Show character-by-character verbose output

kschiess / parslet

A small PEG based parser library. See the Hacking page in the Wiki as well.

kschiess.github.com/parslet

MIT License

809 stars 95 forks source link

Show character-by-character verbose output #116

Closed aardvarkk closed 7 years ago

aardvarkk commented 10 years ago

I'm brand new to writing parsers, and I'm having problems with every parser I approach. I've tried Treetop and Citrus and was hoping I'd hit gold with Parslet because of the focus on error reporting. The problem is, it's still not good enough for me! What I'm seeing as error output is a giant tree saying things like:

 `- Failed to match sequence (COMMAND_AND_COMMENT NEWLINE) at line 2 char 113.
    `- Failed to match sequence (COMMAND_DETAIL COMMENT_TO_EOL) at line 2 char 113.
       `- Expected one of [ASSIGNMENT, EXPR] at line 2 char 113.
          |- Failed to match sequence (IDENTIFIER WS{0, } ':=' WS{0, } EXPR) at line 2 char 113.
          |  `- Failed to match sequence (WS{0, } var:([a-zA-Z0-9]{1, }) WS{0, }) at line 2 char 113.
          |     `- Expected at least 1 of [a-zA-Z0-9] at line 2 char 113.
          |        `- Failed to match [a-zA-Z0-9] at line 2 char 113.

... and so on. Everything seems to be complaining about the same character. But how did I get to this character with these expectations? I'm really looking for a line-by-line decision output saying something like "Looking at line 1 character 1. Match 'a' fails so parsing as 'b'." That kind of output would really help me figure out where it is my logic is failing. As it stands, the output doesn't seem overly helpful to me to identify exactly where things are going wrong.

aardvarkk commented 10 years ago

I think it also makes sense to show something like a "partial tree" of what's been found so far so I can tell where the error started initially. Perhaps this would be the simplest and most straightforward to begin with. All I get is a 'nil' output if the parsing fails at all, but wouldn't it be possible to generate some kind of tree representing what has been found "so far" at the point of failure?

kschiess commented 10 years ago

I feel for you. Only that I don't have an answer right now, but what you're hinting at is definitely a direction for parslet to go. I am letting this stand as a feature request, ok?
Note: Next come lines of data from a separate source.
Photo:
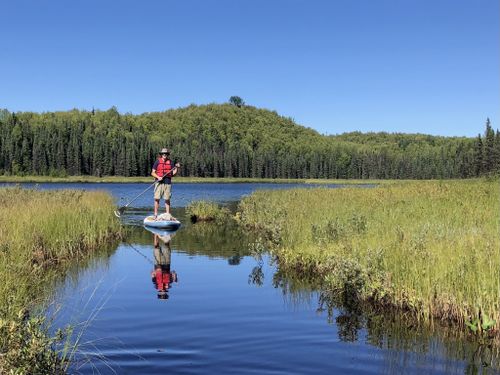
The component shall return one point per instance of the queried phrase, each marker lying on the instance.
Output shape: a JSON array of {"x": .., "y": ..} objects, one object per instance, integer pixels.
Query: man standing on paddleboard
[{"x": 163, "y": 171}]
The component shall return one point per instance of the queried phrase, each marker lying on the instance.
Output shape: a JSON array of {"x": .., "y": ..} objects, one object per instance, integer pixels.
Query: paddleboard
[{"x": 161, "y": 223}]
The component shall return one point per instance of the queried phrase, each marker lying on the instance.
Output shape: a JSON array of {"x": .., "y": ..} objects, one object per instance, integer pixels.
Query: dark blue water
[{"x": 229, "y": 312}]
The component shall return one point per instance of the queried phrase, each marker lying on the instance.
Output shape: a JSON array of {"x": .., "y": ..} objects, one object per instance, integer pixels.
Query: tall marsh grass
[
  {"x": 207, "y": 211},
  {"x": 40, "y": 233},
  {"x": 429, "y": 247}
]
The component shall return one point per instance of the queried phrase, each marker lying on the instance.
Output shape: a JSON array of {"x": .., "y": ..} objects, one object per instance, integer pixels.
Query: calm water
[{"x": 229, "y": 312}]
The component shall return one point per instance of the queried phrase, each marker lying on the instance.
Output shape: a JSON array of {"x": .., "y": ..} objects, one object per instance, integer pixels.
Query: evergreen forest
[{"x": 229, "y": 140}]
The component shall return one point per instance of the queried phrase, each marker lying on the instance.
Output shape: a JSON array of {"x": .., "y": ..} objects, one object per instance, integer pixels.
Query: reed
[
  {"x": 430, "y": 247},
  {"x": 41, "y": 234},
  {"x": 207, "y": 211}
]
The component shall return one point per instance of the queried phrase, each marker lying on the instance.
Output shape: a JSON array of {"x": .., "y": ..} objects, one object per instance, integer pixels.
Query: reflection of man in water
[{"x": 161, "y": 275}]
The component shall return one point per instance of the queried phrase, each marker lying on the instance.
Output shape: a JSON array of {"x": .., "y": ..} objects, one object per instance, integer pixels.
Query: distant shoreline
[{"x": 181, "y": 180}]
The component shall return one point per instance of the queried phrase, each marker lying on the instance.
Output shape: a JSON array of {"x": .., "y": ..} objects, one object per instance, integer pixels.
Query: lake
[{"x": 226, "y": 311}]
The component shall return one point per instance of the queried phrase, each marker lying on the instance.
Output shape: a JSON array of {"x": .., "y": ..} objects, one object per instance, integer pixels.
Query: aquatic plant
[
  {"x": 41, "y": 234},
  {"x": 429, "y": 247}
]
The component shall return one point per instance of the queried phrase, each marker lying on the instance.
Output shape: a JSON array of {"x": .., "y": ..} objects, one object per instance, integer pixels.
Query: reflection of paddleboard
[
  {"x": 161, "y": 223},
  {"x": 161, "y": 232}
]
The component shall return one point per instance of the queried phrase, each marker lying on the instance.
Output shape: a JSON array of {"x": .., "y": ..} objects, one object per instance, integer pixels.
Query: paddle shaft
[{"x": 149, "y": 187}]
rubydesign commented 10 years ago

I'm also beginning and had a lot of that. If you put the parser and the grammar on the mailing list one could see. I often got these things when there was unconsumed input after the grammar had finished (from my point of view).

dragostis commented 9 years ago

@kschiess There is a very simple case where the error reporting is not doing so well.
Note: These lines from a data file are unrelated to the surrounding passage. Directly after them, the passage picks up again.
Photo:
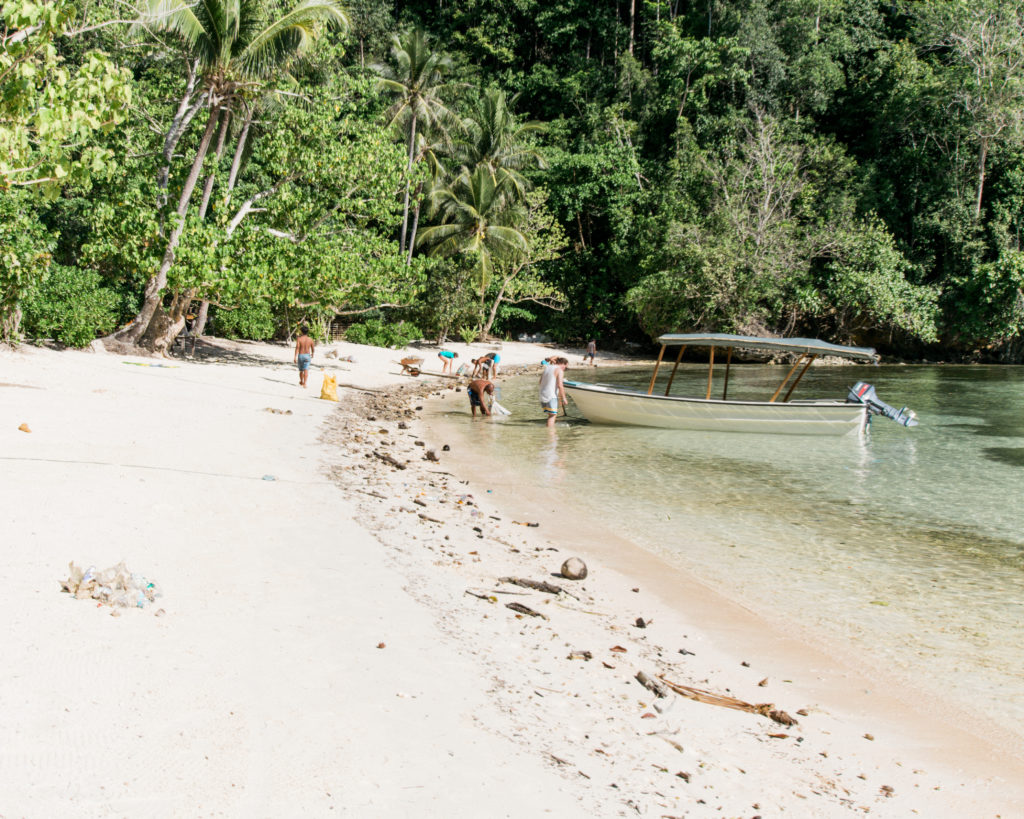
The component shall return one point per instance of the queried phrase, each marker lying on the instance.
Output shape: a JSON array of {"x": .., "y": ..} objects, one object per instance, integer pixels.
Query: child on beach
[
  {"x": 475, "y": 391},
  {"x": 553, "y": 387},
  {"x": 304, "y": 347},
  {"x": 448, "y": 359}
]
class Mine < Parslet::Parser
  root(:enclosed)

  rule(:enclosed) { str('(') >> number >> str(')') }
  rule(:number) { str('3') >> str('.').maybe }
end

If you parse "(3f)", you get:

Failed to match sequence ('(' NUMBER ')') at line 1 char 3.
`- Expected ")", but got "f" at line 1 char 3.

This seems normal because number gets parsed and enclosed continues and fails, but the tree should also contain the fact that the str('.').maybe failed. If I had this in the tree, it would be fairly easy to show a decent error like Expected "." ....
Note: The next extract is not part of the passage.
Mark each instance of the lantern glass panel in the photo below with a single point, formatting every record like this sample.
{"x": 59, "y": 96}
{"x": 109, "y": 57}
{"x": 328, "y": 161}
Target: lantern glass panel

Like this, if you have an enclosed kind of language, pretty much the only sensible output you're going to get is that you should have ended the clause sooner, no matter what kind of erroneous input you're going to feed inside of the enclosed rule.

kschiess commented 9 years ago

@dragostis This is by design. If you tag an atom as .maybe, by definition, it's not a problem if that goes missing. So the parse succeeds without it; it only later fails because the closing parens is not in the right spot.

I guess the deepest parse error reporter (@ https://github.com/kschiess/parslet/blob/master/example/deepest_errors.rb) would report differently on this.

Philosophically, there's never just one error tree - but a whole forest of them. The failing maybe is in a different tree from the one that's being reported as the last parse failure. No one wants to look at all the different things a parser tries before giving up... So to "better" report on this (for some definition of better) is really hard. Especially because better tends to be defined anecdotally.

kschiess commented 9 years ago

If anyone wants to contribute PRs that extend existing reporting, I would welcome the effort and help it along.

dragostis commented 9 years ago

@kschiess Thanks a lot for the fast reply. For some reason, using the Deepest error reporting produced the same type of results, but it looks like I've been missing something. The Deepest one gives much better results.

I'm currently finishing the grammar for a language and I'll give the error reporting a better look and see if I can contribute anything. Great job with the project! :+1:

kschiess commented 8 years ago

Thank you ;)